The Belt and Road project was started to revive connectivity, trade, and infrastructure along what was China’s ancient Silk Road. China had announced a two-pronged approach of building a Silk Road Economic Belt on Land and a maritime 21st century Silk Road. The project initially aimed to strengthen connectivity with Southeast Asia but later expanded to South and Central Asia, Africa, Europe, and Latin America, with Mr. Xi saying it would “break the bottleneck in Asian connectivity”.

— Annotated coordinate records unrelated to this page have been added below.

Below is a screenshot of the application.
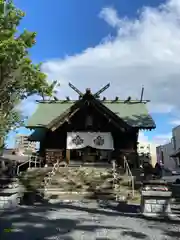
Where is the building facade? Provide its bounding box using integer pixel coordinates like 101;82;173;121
156;126;180;169
27;85;156;167
15;134;36;154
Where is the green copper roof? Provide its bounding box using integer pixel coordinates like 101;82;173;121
27;101;155;128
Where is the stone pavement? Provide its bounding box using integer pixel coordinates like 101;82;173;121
0;202;180;240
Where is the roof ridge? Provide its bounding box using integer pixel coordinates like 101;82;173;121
36;99;148;105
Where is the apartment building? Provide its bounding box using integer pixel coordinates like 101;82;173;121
156;126;180;169
15;134;36;154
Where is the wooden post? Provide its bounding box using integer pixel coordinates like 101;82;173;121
66;149;71;164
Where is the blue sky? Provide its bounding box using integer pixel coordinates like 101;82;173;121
7;0;180;146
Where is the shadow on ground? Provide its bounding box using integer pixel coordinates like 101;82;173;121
0;197;180;240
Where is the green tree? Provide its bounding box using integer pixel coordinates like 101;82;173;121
0;0;57;149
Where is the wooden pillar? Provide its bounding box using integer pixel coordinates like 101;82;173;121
66;149;71;164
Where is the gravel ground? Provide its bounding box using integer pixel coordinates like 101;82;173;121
0;202;180;240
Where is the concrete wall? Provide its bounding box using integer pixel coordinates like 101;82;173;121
156;142;177;169
172;126;180;151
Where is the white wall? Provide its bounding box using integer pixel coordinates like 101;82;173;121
156;142;177;169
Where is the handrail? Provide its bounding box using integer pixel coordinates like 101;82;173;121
17;156;41;176
124;156;134;197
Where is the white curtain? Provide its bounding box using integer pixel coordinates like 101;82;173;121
67;132;114;150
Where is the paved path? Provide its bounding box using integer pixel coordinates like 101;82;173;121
0;203;180;240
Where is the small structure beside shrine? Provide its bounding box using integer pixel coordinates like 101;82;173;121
26;84;156;167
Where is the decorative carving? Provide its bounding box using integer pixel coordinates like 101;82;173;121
72;135;84;146
94;136;104;146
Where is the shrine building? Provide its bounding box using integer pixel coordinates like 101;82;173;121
26;84;156;167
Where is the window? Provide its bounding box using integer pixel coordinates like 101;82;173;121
171;136;176;150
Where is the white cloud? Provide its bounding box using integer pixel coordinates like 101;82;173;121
39;0;180;113
170;119;180;126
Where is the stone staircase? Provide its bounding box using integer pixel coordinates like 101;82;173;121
41;166;139;200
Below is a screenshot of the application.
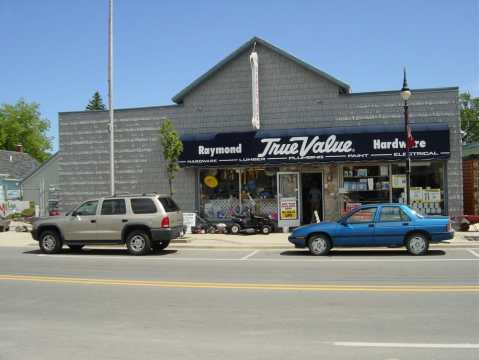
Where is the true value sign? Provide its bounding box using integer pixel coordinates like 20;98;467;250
180;129;450;166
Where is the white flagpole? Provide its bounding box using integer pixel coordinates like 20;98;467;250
108;0;115;196
249;43;260;130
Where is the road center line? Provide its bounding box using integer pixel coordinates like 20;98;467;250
333;341;479;349
467;249;479;258
241;250;259;260
0;274;479;293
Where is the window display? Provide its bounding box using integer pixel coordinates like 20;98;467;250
391;161;445;215
199;168;277;219
343;165;390;211
342;161;445;215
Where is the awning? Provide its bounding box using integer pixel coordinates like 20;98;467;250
180;123;450;166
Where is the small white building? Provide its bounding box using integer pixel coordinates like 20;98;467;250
21;152;59;216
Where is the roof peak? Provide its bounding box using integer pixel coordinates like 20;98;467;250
172;36;351;104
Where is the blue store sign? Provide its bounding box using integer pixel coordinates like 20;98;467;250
180;124;450;167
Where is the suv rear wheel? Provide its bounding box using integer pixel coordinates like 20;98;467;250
38;230;62;254
153;241;170;251
68;245;85;251
126;230;151;256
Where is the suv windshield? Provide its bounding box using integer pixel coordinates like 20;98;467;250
158;197;180;212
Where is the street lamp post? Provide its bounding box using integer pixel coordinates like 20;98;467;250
401;68;411;205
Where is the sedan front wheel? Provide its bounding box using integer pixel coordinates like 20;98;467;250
308;235;331;255
406;233;429;255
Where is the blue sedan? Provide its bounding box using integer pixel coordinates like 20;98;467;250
288;204;454;255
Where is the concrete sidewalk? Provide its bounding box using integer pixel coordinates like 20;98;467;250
0;231;479;249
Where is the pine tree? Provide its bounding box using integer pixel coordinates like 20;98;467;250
85;91;106;111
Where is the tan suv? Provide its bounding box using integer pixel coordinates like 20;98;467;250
32;194;183;255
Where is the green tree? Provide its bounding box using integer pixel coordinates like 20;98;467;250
85;91;106;111
0;99;52;162
459;92;479;144
160;118;183;196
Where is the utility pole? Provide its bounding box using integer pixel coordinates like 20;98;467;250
401;68;412;205
108;0;115;196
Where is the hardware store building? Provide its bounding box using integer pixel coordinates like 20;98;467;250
59;38;463;226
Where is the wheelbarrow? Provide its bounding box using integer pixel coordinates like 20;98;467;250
459;215;479;231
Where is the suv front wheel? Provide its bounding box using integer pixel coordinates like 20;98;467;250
126;230;151;255
38;230;62;254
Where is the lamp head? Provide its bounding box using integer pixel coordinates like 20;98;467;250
401;68;411;101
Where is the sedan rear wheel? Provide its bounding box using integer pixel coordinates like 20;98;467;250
230;224;241;234
308;235;331;255
406;233;429;255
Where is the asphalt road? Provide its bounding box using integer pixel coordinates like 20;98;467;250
0;247;479;360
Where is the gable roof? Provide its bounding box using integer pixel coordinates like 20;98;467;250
22;151;60;183
172;36;351;104
0;150;38;180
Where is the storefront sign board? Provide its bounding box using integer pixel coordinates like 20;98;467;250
409;187;424;202
279;198;298;220
183;213;196;234
179;128;450;166
392;174;406;189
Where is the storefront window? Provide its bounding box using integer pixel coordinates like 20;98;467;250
200;169;239;219
342;161;445;215
200;168;277;219
391;161;445;215
343;164;390;212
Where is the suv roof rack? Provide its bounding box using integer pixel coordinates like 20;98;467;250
104;192;162;198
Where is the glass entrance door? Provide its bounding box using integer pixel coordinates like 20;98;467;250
277;172;301;227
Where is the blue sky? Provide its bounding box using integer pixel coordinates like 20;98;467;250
0;0;479;151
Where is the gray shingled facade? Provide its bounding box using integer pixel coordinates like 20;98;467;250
60;41;462;217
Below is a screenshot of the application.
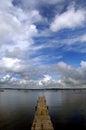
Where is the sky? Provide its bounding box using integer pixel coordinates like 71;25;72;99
0;0;86;88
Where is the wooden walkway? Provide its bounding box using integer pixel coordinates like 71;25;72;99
31;96;54;130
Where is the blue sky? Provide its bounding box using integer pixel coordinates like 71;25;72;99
0;0;86;87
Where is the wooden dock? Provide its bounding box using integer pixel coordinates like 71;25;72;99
31;96;54;130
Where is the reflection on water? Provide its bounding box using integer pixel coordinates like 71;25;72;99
0;90;86;130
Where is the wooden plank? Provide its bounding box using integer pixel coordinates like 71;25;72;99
31;96;54;130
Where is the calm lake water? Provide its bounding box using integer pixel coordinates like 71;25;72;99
0;90;86;130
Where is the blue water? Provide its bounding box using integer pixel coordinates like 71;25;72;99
0;90;86;130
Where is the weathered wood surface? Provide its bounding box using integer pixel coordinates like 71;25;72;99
31;96;54;130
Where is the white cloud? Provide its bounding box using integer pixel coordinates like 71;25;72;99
50;7;86;32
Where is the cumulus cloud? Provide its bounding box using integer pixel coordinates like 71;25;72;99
50;7;86;32
0;60;86;89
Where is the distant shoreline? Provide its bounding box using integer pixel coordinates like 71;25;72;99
0;88;86;91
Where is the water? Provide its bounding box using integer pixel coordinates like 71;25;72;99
0;90;86;130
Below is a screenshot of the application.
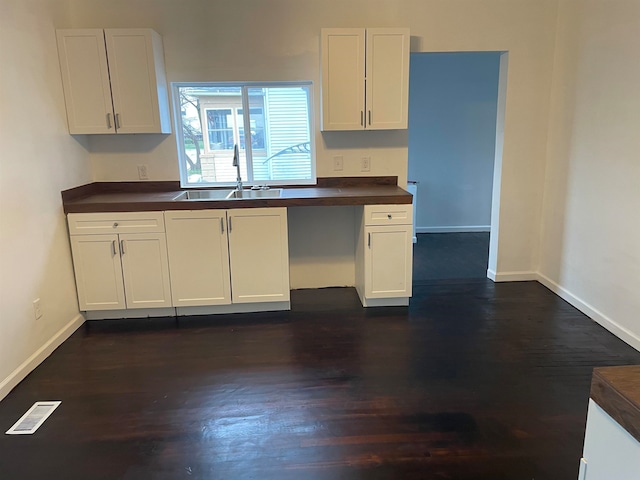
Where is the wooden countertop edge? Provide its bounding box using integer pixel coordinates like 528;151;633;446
64;194;411;213
62;177;412;213
591;365;640;442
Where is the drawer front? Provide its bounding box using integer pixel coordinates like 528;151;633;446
364;204;413;225
67;212;164;235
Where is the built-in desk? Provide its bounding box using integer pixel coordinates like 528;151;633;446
579;365;640;480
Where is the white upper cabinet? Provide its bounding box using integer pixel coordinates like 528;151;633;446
321;28;410;131
56;28;171;134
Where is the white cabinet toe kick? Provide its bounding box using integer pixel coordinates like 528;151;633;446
67;204;412;320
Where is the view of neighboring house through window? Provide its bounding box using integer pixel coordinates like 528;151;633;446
173;82;315;186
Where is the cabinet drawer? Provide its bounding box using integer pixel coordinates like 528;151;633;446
67;212;164;235
364;204;413;225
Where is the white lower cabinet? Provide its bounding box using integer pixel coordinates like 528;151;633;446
578;399;640;480
68;212;171;311
227;207;289;303
71;235;127;310
165;208;289;307
356;205;413;307
164;210;231;307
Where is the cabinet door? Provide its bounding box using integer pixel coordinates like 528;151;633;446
56;29;116;134
119;233;171;308
366;28;410;130
321;28;365;131
165;210;231;307
364;225;413;298
105;28;171;133
227;208;289;303
71;235;126;311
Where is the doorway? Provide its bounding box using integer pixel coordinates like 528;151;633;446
408;52;502;283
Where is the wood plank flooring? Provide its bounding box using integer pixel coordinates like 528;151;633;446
0;280;640;480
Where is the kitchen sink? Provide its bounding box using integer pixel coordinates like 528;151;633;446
173;188;282;201
174;190;233;200
227;188;282;198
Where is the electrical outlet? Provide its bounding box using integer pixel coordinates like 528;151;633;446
361;157;371;172
138;165;149;180
33;298;42;320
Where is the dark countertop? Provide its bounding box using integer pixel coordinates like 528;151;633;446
591;365;640;442
62;177;412;213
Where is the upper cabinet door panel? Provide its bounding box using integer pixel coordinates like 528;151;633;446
321;28;365;130
105;29;165;133
56;29;115;134
366;28;410;130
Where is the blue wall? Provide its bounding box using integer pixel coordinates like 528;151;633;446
409;52;500;233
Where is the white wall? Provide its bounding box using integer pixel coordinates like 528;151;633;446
409;52;500;233
58;0;557;285
540;0;640;350
0;0;90;399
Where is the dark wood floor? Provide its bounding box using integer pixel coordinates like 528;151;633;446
0;238;640;480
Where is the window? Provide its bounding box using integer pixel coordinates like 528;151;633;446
173;82;316;187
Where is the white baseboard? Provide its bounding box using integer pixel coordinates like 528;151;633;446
487;269;538;282
538;273;640;352
0;314;84;400
176;300;291;317
416;225;491;233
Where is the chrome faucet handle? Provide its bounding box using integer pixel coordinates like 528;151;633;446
232;143;242;190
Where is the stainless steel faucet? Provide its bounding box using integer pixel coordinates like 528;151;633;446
233;143;242;191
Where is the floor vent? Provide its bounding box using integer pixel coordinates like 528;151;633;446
6;402;62;435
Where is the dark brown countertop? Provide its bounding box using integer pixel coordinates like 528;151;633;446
62;177;412;213
591;365;640;442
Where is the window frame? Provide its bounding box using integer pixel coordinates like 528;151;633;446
171;80;317;189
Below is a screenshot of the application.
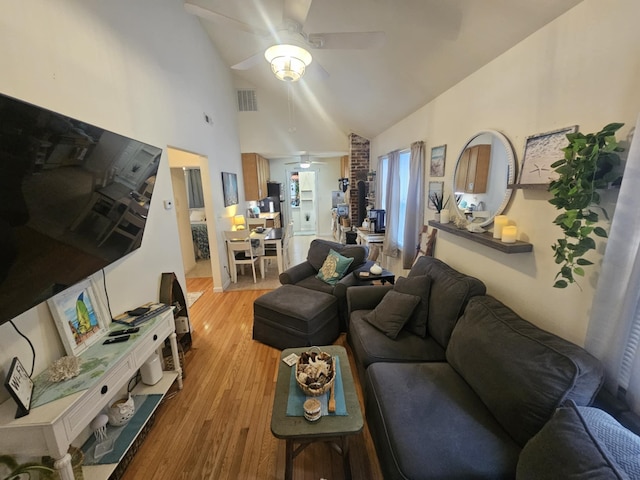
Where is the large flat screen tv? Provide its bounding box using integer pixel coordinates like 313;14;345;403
0;94;162;324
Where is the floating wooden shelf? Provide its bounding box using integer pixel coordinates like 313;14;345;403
429;220;533;253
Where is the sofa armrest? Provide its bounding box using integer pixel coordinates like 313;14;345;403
347;285;393;315
279;261;318;285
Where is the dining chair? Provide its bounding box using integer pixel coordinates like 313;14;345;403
98;198;148;253
223;230;264;283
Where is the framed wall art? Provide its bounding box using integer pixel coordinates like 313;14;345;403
222;172;238;207
429;145;447;177
47;279;110;356
518;125;578;186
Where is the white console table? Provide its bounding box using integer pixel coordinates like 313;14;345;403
0;310;182;480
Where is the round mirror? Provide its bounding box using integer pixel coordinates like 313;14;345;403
453;130;515;227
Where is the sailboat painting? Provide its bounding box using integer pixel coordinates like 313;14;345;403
47;280;108;355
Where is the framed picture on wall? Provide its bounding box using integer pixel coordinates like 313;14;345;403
47;279;110;356
518;125;578;186
222;172;238;207
429;145;447;177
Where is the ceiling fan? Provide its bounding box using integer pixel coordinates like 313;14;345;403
184;0;385;73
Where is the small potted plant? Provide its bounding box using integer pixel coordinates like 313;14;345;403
549;123;624;288
429;192;449;222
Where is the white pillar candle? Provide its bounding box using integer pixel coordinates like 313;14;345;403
502;225;518;243
493;215;509;238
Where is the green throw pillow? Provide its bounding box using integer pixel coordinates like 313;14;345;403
316;249;353;285
363;290;420;340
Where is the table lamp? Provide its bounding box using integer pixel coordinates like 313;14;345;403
233;215;246;230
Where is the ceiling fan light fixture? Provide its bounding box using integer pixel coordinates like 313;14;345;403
264;44;311;82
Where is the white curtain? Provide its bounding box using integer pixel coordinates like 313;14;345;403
402;142;425;270
384;150;400;257
585;117;640;414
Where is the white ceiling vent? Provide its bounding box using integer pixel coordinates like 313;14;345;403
237;89;258;112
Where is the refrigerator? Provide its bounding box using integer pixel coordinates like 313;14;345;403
263;182;287;227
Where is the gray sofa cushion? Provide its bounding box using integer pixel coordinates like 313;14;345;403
365;363;520;480
348;310;445;383
364;290;420;340
307;239;369;275
446;296;603;446
393;275;431;337
516;402;640;480
408;256;486;348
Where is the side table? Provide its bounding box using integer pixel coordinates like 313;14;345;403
271;345;364;480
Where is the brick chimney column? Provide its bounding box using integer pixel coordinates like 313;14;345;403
349;133;371;226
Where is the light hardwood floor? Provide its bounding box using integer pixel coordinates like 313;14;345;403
122;278;382;480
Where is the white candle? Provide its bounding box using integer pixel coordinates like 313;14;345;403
493;215;509;238
502;225;518;243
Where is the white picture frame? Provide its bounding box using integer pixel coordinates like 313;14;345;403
518;125;578;186
47;279;111;356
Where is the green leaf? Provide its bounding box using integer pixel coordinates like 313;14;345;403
580;237;596;249
593;227;608;238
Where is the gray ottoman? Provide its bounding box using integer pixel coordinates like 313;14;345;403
253;285;340;350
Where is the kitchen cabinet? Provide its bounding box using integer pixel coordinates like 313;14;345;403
242;153;270;201
455;145;491;193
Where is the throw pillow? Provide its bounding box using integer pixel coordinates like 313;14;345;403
316;249;353;285
516;402;640;480
393;275;431;338
363;290;420;340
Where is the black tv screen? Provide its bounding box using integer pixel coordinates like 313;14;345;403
0;94;162;324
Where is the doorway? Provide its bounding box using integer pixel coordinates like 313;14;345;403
167;147;222;291
288;170;318;235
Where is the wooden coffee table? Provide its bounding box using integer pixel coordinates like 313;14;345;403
271;345;364;480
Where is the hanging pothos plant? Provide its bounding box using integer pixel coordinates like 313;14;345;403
549;123;624;288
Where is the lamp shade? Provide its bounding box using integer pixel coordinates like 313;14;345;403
233;215;245;230
264;44;311;82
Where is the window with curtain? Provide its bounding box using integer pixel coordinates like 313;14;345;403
585;112;640;414
377;150;411;248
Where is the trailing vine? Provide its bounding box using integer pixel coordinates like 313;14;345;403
549;123;624;288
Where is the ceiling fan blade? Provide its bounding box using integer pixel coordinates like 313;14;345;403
231;52;264;70
308;32;386;50
184;2;269;37
282;0;312;27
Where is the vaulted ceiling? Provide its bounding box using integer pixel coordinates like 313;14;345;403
186;0;581;142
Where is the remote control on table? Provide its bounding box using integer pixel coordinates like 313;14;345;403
109;327;140;337
102;335;129;345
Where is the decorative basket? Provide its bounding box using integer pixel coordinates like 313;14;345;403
296;347;336;397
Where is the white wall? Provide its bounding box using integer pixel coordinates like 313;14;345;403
236;76;349;157
371;0;640;344
0;0;242;398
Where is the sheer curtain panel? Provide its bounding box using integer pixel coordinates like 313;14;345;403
402;142;424;269
384;150;400;257
585;117;640;413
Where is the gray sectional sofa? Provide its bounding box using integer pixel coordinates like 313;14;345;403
279;239;373;331
347;257;634;479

The G7 meanwhile has specifically touted the PGII as a values-based plan to help underfunded low and middle-income countries meet their infrastructure needs. PGII has laid focus on climate action and clean energy, while China has built large coal-fired plants under BRI along with solar, hydro, and wind energy projects. While the G7 has pledged $600 billion by 2027, Morgan and Stanly estimate that China’s overall funding for BRI by that time could reach $1.2 to 1.3 trillion dollars with the actual funding being higher. Under the PGII, large private capital will be also mobilised while China’s BRI is majorly state-funded.
Besides, the BRI was also launched at a time when China’s local construction firms were short of projects in developed Chinese provinces. Studies have shown that 89% of the contractors participating in BRI projects are Chinese. According to Engineering News Record’s 2019 data, seven out of the world’s 10 biggest construction contractors based on foreign revenue were Chinese. Large number of Chinese workers are employed in BRI projects; for instance 1.82 lakh were working in Africa by late 2019.
While G7 leaders emphasised ‘transparency’ as the cornerstone of PGII projects, the BRI has faced criticism for making countries sign confidential tenders for extending massive loans, leaving countries indebted to China. For instance, after the BRI’s flagship $62 billion China-Pakistan Economic Corridor, Pakistan owes Beijing a large proportion of its foreign debt.
China builds BRI’s projects by extending large, low-interest loans to countries that have to usually be paid over 10 years. There have been cases of debt-saddled countries failing to repay on time. Sri Lanka, for instance, had to cede its key Hambantota Port on a 99-year lease to China. Mr. Biden has said meanwhile, that PGII aims to build projects through grants and investments.
A PGII project has already been announced in India but India had opted out of China’s BRI, being wary of Beijing’s aim to increase its influence in the Indian Ocean Region by roping in Pakistan as a major BRI recipient.